Debt advice charity StepChange told us that BNPL is a “growing driver of debt” amongst its clients, of which under-25s made up a worrying 14 percent in the first half of 2019. PayPlan, another debt advice provider, saw a month-on-month increase in the number of people owing money to Klarna last year. PayPlan says BNPL debt is always part of a bigger picture, but 152 of those clients ended up in a debt management programme, and three went bankrupt. Their most recent client is just 21 and has debts to Klarna – among a total of almost £12,000 owed.
“What worries me is that some people are turning to BNPL because they can’t get credit anywhere else,” says PayPlan money advice consultant Jane Clack, adding that frivolous shopping is not always to blame: “People are using credit to live. It’s not enough to say people are being silly with their money.”
Klarna UK general manager Luke Griffiths told VICE the firm strives for clarity in its terms. “We use simple language that is jargon free to ensure all of our customers understand what they are signing up for,” he said, adding that Klarna “does not endorse overspending.”

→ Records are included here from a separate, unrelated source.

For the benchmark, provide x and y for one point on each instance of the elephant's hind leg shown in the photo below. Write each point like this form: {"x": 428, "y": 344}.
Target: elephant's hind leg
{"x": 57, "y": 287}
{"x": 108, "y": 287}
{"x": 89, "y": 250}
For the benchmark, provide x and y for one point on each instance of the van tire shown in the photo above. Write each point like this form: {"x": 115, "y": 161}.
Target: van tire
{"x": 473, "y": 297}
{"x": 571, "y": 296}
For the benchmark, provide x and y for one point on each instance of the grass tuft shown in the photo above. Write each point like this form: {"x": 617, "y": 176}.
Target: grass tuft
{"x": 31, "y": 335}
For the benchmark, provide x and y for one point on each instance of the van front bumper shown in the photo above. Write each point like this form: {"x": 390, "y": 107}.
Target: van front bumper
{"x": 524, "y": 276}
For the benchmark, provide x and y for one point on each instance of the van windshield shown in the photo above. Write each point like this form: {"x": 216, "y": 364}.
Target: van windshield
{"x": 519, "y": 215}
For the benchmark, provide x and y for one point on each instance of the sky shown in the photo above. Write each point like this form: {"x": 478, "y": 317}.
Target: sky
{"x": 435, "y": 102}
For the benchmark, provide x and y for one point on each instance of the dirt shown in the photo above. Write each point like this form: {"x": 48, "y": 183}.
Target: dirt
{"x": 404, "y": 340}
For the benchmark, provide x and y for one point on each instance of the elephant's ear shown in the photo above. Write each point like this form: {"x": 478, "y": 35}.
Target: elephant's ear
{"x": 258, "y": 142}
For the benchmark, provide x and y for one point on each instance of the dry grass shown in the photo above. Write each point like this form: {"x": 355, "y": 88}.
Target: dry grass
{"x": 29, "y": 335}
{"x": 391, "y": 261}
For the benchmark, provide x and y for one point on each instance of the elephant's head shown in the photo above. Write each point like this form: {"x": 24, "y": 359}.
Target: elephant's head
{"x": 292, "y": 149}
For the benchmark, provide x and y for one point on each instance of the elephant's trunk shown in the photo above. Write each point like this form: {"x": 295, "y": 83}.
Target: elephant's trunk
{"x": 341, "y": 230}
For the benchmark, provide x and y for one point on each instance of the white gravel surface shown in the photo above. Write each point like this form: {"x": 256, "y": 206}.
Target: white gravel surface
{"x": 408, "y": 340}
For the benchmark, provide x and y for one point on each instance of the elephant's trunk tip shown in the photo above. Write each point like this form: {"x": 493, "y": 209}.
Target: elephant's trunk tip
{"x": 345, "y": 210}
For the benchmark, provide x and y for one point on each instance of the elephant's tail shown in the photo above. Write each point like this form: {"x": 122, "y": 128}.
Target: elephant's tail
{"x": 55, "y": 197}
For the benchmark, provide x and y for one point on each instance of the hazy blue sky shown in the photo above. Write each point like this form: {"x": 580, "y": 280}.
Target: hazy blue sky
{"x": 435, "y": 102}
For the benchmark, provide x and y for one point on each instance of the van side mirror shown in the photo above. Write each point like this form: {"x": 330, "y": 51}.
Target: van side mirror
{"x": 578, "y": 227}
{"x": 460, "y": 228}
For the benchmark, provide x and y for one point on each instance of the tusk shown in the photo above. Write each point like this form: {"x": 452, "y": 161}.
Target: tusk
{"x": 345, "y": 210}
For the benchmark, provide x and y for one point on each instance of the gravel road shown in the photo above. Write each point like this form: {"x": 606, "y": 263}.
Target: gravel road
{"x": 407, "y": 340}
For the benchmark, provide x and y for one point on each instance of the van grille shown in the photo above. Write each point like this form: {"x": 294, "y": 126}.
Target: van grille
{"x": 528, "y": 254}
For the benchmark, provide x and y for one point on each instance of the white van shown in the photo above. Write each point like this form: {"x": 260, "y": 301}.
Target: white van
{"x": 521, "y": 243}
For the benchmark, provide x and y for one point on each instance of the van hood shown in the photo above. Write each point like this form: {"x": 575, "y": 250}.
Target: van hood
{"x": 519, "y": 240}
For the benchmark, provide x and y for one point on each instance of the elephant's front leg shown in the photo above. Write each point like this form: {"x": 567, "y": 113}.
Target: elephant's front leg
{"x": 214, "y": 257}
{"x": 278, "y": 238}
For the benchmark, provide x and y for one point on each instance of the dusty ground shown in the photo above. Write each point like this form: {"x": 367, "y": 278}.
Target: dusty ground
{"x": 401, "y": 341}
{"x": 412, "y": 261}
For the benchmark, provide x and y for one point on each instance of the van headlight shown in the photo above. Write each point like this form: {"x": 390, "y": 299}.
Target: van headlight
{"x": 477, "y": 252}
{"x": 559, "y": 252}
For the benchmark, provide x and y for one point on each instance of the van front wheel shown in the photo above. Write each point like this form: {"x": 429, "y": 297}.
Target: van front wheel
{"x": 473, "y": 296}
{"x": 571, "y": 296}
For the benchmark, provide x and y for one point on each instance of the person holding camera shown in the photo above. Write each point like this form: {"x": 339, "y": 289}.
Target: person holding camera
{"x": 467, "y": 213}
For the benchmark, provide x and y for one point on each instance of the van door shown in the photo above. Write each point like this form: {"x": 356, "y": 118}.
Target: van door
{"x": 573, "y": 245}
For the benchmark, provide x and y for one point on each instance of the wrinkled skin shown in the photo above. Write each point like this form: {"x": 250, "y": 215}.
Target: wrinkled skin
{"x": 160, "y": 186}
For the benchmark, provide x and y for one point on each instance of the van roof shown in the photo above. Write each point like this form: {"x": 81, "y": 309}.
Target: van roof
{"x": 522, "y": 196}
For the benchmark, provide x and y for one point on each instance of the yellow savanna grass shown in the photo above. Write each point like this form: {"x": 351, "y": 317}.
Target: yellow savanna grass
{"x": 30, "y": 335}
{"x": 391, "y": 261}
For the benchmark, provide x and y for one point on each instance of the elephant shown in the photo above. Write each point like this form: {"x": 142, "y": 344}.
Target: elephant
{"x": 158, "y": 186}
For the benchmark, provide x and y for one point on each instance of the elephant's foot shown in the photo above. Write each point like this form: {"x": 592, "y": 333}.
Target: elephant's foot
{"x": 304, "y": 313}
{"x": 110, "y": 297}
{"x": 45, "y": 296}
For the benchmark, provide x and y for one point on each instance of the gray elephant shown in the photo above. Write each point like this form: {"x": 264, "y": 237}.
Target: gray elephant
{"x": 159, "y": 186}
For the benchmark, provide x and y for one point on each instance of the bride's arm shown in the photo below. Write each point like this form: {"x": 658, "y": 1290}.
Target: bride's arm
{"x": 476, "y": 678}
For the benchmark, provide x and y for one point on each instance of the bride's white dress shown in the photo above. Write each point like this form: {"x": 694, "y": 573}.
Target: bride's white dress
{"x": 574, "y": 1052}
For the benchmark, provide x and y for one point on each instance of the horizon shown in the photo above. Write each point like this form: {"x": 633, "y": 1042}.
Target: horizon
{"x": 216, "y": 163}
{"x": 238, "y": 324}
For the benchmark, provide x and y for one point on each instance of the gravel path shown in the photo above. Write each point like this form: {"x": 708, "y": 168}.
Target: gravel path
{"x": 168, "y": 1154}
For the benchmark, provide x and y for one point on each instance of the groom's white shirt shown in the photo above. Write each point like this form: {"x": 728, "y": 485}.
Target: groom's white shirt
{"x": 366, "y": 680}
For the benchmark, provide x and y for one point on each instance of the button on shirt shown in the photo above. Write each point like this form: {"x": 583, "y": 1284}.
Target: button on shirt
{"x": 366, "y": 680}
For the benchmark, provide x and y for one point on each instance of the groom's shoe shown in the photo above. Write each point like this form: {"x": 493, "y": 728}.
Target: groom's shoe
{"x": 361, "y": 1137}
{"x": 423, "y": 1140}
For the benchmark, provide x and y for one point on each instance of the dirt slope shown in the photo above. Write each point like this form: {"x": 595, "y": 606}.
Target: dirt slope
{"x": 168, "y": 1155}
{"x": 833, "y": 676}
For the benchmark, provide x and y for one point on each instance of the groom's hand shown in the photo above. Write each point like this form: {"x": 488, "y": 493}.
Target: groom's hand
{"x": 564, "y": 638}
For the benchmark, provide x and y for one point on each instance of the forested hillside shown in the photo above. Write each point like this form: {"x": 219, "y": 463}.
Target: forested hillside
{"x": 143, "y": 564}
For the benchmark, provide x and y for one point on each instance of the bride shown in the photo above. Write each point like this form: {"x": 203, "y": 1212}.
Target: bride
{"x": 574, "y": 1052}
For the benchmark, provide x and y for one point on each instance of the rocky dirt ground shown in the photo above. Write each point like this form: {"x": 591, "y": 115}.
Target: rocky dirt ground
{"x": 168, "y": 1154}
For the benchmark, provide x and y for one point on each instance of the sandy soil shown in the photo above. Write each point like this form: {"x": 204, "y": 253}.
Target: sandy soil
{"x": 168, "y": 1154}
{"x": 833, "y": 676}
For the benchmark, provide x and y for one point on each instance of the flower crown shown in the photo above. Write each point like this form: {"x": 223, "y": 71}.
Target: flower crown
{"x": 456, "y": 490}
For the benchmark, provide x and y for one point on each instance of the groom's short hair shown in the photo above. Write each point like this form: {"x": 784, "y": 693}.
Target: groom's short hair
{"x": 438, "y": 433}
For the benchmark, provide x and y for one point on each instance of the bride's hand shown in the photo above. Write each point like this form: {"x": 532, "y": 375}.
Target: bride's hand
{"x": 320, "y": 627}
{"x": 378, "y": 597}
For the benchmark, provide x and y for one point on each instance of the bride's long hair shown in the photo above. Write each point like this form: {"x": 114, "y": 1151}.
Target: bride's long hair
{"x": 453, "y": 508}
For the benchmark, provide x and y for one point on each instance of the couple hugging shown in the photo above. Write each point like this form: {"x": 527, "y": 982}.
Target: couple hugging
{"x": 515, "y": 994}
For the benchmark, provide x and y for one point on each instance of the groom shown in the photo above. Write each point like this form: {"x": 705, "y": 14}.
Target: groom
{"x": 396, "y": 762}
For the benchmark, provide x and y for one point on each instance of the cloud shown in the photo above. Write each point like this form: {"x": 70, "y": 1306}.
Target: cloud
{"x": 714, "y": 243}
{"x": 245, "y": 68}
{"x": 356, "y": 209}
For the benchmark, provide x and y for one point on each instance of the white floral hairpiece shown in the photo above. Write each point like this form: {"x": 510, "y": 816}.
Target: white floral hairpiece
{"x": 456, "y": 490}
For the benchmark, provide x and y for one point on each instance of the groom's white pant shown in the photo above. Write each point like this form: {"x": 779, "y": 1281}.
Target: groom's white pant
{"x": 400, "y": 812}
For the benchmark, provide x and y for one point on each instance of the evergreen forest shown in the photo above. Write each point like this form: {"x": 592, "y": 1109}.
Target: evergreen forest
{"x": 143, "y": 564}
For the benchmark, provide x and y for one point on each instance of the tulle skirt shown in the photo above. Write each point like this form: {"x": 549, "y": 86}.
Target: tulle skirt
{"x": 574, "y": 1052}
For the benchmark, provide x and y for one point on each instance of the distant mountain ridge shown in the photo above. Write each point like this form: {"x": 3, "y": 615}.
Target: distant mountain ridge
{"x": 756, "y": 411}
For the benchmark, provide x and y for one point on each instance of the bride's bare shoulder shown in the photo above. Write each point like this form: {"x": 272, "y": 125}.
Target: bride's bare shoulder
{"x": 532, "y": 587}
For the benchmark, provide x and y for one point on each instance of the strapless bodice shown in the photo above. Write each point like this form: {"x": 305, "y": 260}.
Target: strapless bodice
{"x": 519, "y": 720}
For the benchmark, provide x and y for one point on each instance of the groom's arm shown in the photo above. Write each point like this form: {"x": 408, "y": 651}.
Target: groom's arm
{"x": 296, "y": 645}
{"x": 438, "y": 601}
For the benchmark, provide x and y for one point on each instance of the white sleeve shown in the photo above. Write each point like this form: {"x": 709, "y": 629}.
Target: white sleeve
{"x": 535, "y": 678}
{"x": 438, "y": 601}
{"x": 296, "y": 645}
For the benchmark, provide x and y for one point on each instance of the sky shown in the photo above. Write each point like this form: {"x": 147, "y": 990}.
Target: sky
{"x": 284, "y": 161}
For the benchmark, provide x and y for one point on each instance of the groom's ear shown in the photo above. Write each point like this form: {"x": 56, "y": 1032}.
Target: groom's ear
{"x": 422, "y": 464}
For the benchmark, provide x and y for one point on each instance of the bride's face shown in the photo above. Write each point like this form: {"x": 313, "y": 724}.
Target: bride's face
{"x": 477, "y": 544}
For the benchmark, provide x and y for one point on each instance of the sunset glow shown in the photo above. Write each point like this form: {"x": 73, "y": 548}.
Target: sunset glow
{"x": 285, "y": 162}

Griffiths added: “Klarna empowers shoppers to budget and pay for products in a manageable and sustainable way. We know that sustainability and ethical consumerism is a priority for many of our merchants and we are here to offer support in any way we can. At Klarna, we have committed to becoming climate neutral and hope we can inspire other companies to do the same thing.”
Laybuy, too, trumpeted its transparency in a statement to VICE, and pointed out that its model – where a sixth of the purchase price is paid at the point of checkout – means shoppers have “skin in the game”, helping mitigate serial returns culture. Clearpay did not respond to a request for comment.
A defining feature of this new breed of BNPL operators is the way they’ve distanced their brands from the familiar tropes of old-school high finance. You’d barely guess from its sleek website and glossy TV adverts, but Klarna is actually a licensed bank – yet you won’t find language like ‘debt’ or ‘loan’ used by any of these schemes when you complete a purchase.
Klarna co-founder Sebastian Siemiatkowski has been vocal about the psychology behind his brand, citing their efforts to “separate buying from paying”. Consumer psychology expert Dr Gareth Harvey of Bangor University sums up the new-style BNPL branding as a deliberate attempt to bypass our natural defences to overspending.
“Usually when we’re making big decisions, for example about financial products, we go through what we call a ‘high involvement process’,” he explains. “Something like Klarna, the way it’s presented, it doesn’t feel like a financial product, it just feels like another way to buy something.
“We skip all that high involvement processing and it just becomes habitual decision making. The less involved we are, the easier it becomes, and the less likely we are to work out what the catch is.”
The catch is there – a couple of mouse clicks away – if we care to look. Our bank balances might thank us for a moment’s thought before hitting that checkout button.